When most of us take a selfie (god forbid with a selfie-stick), we send it to a friend or two with a snarky caption. Maybe we post it on Instagram with a nice filter and are pleased when we get fifteen likes (I know I am). We don’t expect our selfie to be seen around the world. And we certainly don’t expect a selfie taken by a non-human to go viral. But such was the case with the Selfie Monkey. And people immediately started asking: Who owns the copyright to his selfie? Was it Naruto, the crested black macaque who took the selfie? Or British wildlife photographer David J. Slater who left his camera unattended in an Indonesian forest?
Though the selfie originally went viral in 2011, the photo recently returned to our screens this past August when Wikimedia refused Slater’s request to remove the image from Wikimedia Commons. Wikimedia claimed that the image — captured by the monkey with Slater’s camera — is part of the public domain. Slater, meanwhile, argues the photo is still his property.

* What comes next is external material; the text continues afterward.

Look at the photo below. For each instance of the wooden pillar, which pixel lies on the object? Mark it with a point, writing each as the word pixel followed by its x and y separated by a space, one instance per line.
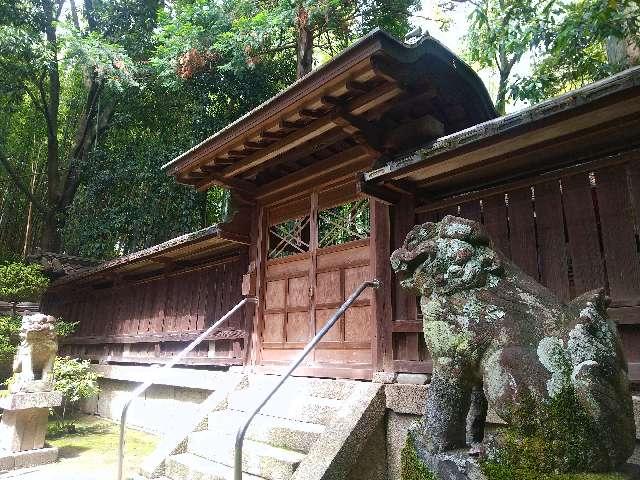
pixel 381 269
pixel 404 304
pixel 257 254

On Wednesday, a San Francisco federal judge ruled that the monkey does not have ownership of his selfie. As reported by the Associated Press, U.S. District Judge William Orrick said in a tentative opinion that “while Congress and the president can extend the protection of law to animals as well as humans, there is no indication that they did so in the Copyright Act.”

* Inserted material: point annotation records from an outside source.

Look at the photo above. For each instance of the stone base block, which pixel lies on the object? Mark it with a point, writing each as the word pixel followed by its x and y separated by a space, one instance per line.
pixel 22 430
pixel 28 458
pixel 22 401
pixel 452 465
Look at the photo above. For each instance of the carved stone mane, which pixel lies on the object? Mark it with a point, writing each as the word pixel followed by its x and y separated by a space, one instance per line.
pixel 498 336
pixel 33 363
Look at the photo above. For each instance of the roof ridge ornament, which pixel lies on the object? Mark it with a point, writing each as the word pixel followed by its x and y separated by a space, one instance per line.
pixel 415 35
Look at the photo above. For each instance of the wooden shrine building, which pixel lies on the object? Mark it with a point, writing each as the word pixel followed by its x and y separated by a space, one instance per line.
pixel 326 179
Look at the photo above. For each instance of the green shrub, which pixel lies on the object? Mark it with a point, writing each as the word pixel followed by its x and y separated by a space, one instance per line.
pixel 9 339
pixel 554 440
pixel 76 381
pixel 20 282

“I’m not the person to weigh into this,” Orrick said, per Ars Technica. “This is an issue for Congress and the president. If they think animals should have the right of copyright they’re free, I think, under the Constitution, to do that.”
Animal rights to copyright have been in the news for the last few years, culminating with the People for the Ethical Treatment of Animals (PETA), filing a federal lawsuit on behalf of Naruto seeking copyright ownership of the selfie.
“While the claim of authorship by species other than homo sapiens may be novel, ‘authorship’ under the Copyright Act, 17 U.S.C. § 101 et seq., is sufficiently broad so as to permit the protections of the law to extend to any original work, including those created by Naruto,” PETA said in the suit.
Slater claimed to be “angry as well as sad” by PETA’s actions.
“This makes animal welfare charities look bad which saddens me, deflecting away from the animals and onto stunts like this,” he wrote on Facebook.
On Wednesday, Orrick said he would dismiss PETA’s suit in an upcoming order, calling the group’s argument a “stretch,” per Ars Technica.
PETA, meanwhile, plans to continue to fight for Naruto’s rights. PETA attorney Jeff Kerr said, “Despite this setback, legal history was made today because we argued to a federal court why Naruto should be the owner of the copyright rather than been seen as a piece of property himself. This case is also exposing the hypocrisy of those who exploit animals for their own gain.”
Kerr added, “The act grants copyright to authors of original works, with no limit on species,” said Kerr last year, per AP. “Copyright law is clear: It’s not the person who owns the camera, it’s the being who took the photograph.”
Remind me to watch my camera around my cat.